Il tempo dell’intervento nell’espropriazione immobiliare

09 Febbraio 2024

Un tema, quello del tempo dell'intervento, che riserva sempre spunti di riflessione interessanti per gli addetti ai lavori. Una volta riepilogati i caratteri essenziali dell'intervento e i riferimenti minimi in tema di forma e tempo dell'intervento, ci si sofferma su una particolare ipotesi: l'intervento nell'espropriazione immobiliare formalizzato allorché la procedura risulti sospesa per essere stato introdotto giudizio di divisione endo-esecutiva.

Il quadro normativo 

Un tema all'apparenza davvero marginale e, comunque, abbondantemente arato tanto dalla giurisprudenza, quanto dalla dottrina, quindi, perché soffermarsi ancora sul tempo dell'intervento e sulla distinzione fra intervento tempestivo e tardivo nell'espropriazione forzata?
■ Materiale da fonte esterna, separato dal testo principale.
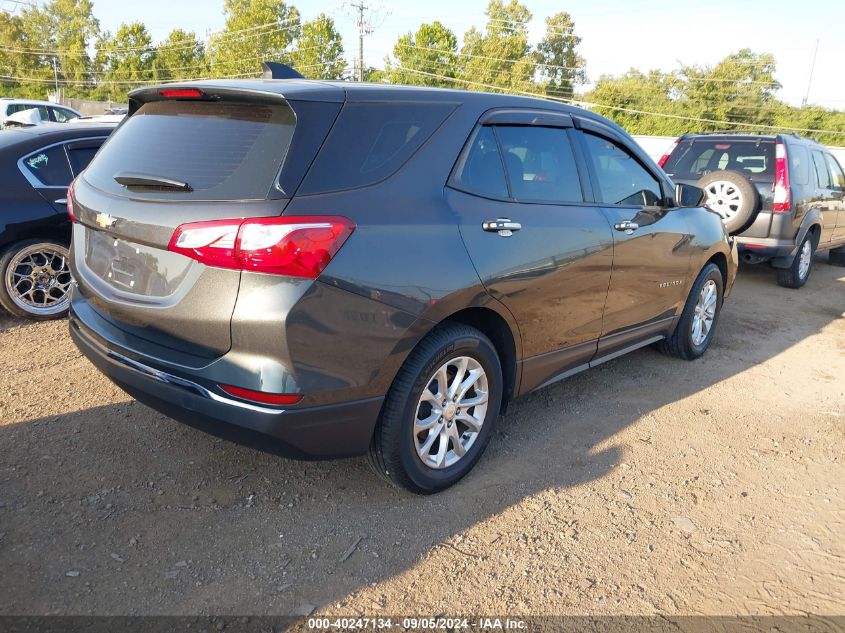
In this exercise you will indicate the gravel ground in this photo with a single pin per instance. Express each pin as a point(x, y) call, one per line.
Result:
point(647, 485)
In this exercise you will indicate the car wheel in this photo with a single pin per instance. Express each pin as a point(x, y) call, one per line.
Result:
point(802, 264)
point(733, 197)
point(694, 332)
point(440, 411)
point(35, 279)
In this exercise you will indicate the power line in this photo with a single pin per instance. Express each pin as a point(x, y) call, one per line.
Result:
point(589, 104)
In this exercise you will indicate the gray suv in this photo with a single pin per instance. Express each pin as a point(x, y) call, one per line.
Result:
point(782, 196)
point(333, 269)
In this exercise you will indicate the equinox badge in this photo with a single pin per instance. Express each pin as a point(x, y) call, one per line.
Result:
point(105, 220)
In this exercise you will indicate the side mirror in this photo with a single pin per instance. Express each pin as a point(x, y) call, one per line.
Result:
point(689, 195)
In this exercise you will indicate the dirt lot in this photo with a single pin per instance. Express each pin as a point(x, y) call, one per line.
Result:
point(648, 485)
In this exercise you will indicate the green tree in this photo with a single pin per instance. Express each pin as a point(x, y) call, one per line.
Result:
point(432, 50)
point(319, 50)
point(740, 89)
point(125, 61)
point(500, 56)
point(180, 56)
point(14, 64)
point(256, 31)
point(67, 28)
point(561, 67)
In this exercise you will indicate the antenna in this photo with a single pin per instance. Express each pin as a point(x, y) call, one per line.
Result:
point(366, 25)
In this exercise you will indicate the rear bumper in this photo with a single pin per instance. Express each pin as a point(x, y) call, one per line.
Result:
point(337, 430)
point(766, 247)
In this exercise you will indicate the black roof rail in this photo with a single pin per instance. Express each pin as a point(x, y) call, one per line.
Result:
point(277, 70)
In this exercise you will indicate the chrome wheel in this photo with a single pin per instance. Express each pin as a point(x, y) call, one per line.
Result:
point(724, 198)
point(450, 412)
point(705, 313)
point(38, 278)
point(805, 259)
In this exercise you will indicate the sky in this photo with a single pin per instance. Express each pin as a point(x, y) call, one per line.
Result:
point(616, 36)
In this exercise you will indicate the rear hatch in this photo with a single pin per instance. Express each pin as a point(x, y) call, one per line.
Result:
point(215, 153)
point(694, 158)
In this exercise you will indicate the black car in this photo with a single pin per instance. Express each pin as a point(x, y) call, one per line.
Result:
point(36, 166)
point(336, 269)
point(783, 196)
La domanda, evidentemente, è soltanto provocatoria, perché le questioni aperte, quando si tratta di intervento nella procedura esecutiva e, in particolar modo, in quella immobiliare, davvero non mancano.

Ma andiamo con ordine.

La disciplina generale in materia di intervento è dettata dall'art. 499 c.p.c., disposizione che è stata oggetto di un importante intervento di riforma ad opera del d.l. n. 35/2005 (convertito in legge, con modifiche, ad opera della l. n. 80/2005 e successivamente modificato per effetto della l. n. 263/2005).
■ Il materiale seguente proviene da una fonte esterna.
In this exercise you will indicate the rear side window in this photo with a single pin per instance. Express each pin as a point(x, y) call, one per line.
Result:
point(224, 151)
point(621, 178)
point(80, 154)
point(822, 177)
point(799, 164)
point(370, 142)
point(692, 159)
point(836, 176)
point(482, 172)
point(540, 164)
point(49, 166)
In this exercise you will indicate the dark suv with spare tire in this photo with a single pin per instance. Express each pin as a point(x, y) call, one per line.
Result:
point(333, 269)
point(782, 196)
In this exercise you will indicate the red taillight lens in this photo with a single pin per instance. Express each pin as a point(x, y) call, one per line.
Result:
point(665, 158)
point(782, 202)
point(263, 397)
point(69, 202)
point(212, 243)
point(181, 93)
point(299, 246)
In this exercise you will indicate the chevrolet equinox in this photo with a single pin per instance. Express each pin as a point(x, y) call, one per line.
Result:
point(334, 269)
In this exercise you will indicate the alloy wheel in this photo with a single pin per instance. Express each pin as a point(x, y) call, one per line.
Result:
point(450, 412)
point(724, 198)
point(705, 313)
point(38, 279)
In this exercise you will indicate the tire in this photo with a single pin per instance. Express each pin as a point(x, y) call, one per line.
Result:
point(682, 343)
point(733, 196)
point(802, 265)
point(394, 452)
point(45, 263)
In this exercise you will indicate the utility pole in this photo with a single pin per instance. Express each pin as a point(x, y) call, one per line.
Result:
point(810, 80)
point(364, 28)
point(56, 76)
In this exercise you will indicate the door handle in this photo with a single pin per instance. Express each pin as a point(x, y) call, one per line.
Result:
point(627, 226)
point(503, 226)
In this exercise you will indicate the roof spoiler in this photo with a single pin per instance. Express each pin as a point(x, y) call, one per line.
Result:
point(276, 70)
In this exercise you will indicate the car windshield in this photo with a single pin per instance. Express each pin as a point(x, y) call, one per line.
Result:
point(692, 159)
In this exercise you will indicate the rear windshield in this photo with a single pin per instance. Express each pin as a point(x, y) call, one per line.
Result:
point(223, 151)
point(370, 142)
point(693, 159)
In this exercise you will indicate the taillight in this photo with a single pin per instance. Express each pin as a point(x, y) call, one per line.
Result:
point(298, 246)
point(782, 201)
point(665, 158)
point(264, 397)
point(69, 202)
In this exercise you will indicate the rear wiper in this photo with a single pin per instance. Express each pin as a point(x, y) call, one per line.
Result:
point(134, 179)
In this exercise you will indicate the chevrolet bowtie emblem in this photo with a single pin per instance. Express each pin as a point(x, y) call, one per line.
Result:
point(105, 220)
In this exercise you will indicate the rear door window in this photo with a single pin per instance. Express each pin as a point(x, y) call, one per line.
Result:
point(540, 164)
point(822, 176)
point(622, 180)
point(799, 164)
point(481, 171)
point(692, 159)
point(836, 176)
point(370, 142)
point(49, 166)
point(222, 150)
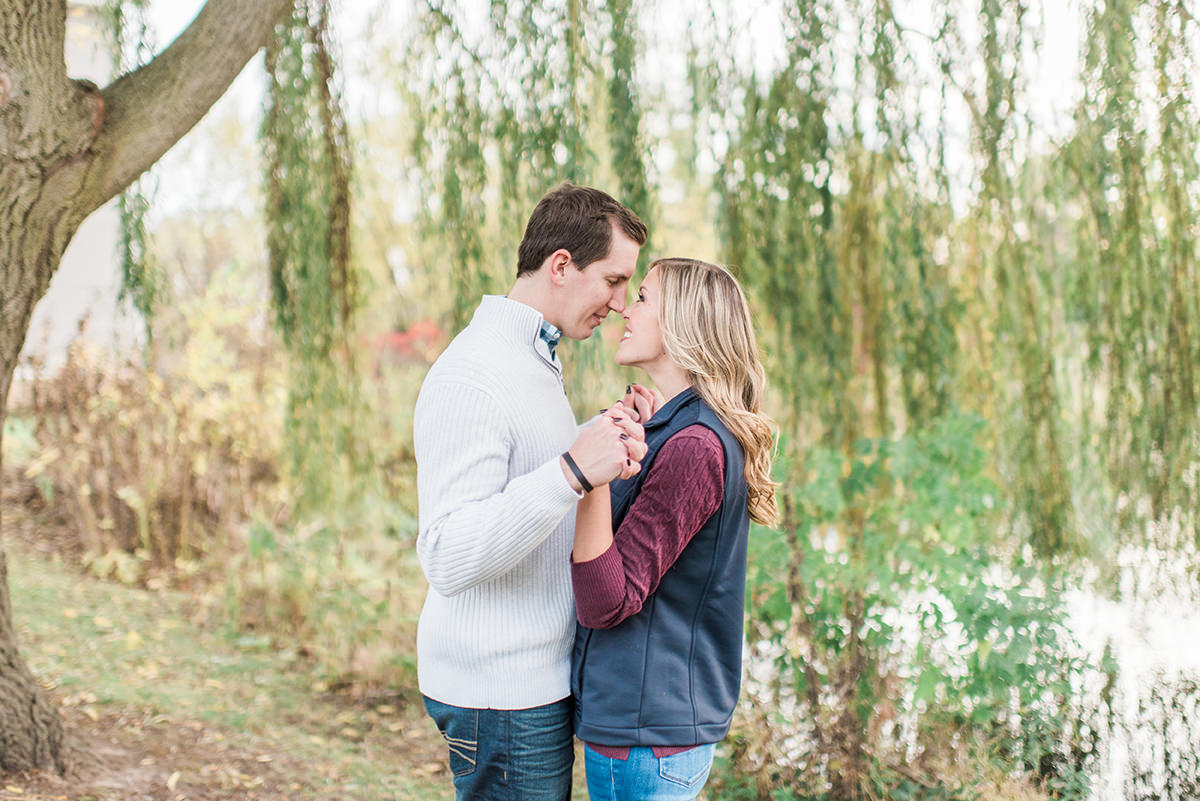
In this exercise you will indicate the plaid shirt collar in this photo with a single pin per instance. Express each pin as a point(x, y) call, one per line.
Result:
point(550, 335)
Il comma 2 dell'art. 499 c.p.c. prevede che l'intervento debba essere formalizzato mediante ricorso, da depositarsi nel fascicolo dell'esecuzione, che rechi l'indicazione del credito e del titolo posto a base dello stesso e mediante il quale si faccia domanda di partecipare alla distribuzione della somma ricavata dalla procedura e si formalizzi la propria dichiarazione di residenza o l'elezione di domicilio.

Venendo alla individuazione del momento nel quale deve essere formalizzato l'intervento, l'art. 499, comma 2, c.p.c. prevede che il ricorso debba essere depositato «prima che sia tenuta l'udienza in cui è disposta la vendita o l'assegnazione, ai sensi degli articoli 530, 552 e 569».

Tale disposizione, formulata nei citati termini, ha posto qualche problema interpretativo circa il suo coordinamento con le previsioni normative dettate in tema di intervento nell'ambito degli specifici mezzi di espropriazione forzata, tanto da aver indotto taluni interpreti ad ipotizzare che, alla luce della novellata formulazione dell'art. 499 c.p.c., l'intervento tardivo nella procedura esecutiva debba ormai reputarsi del tutto escluso.

A ben vedere, però, tale ultima posizione risulta senza dubbio minoritaria, atteso che le specifiche disposizioni dettate con riguardo ai diversi mezzi di espropriazione, tutt'ora vigenti, prevedono espressamente la possibilità di svolgere intervento tardivo, disciplinandone gli effetti.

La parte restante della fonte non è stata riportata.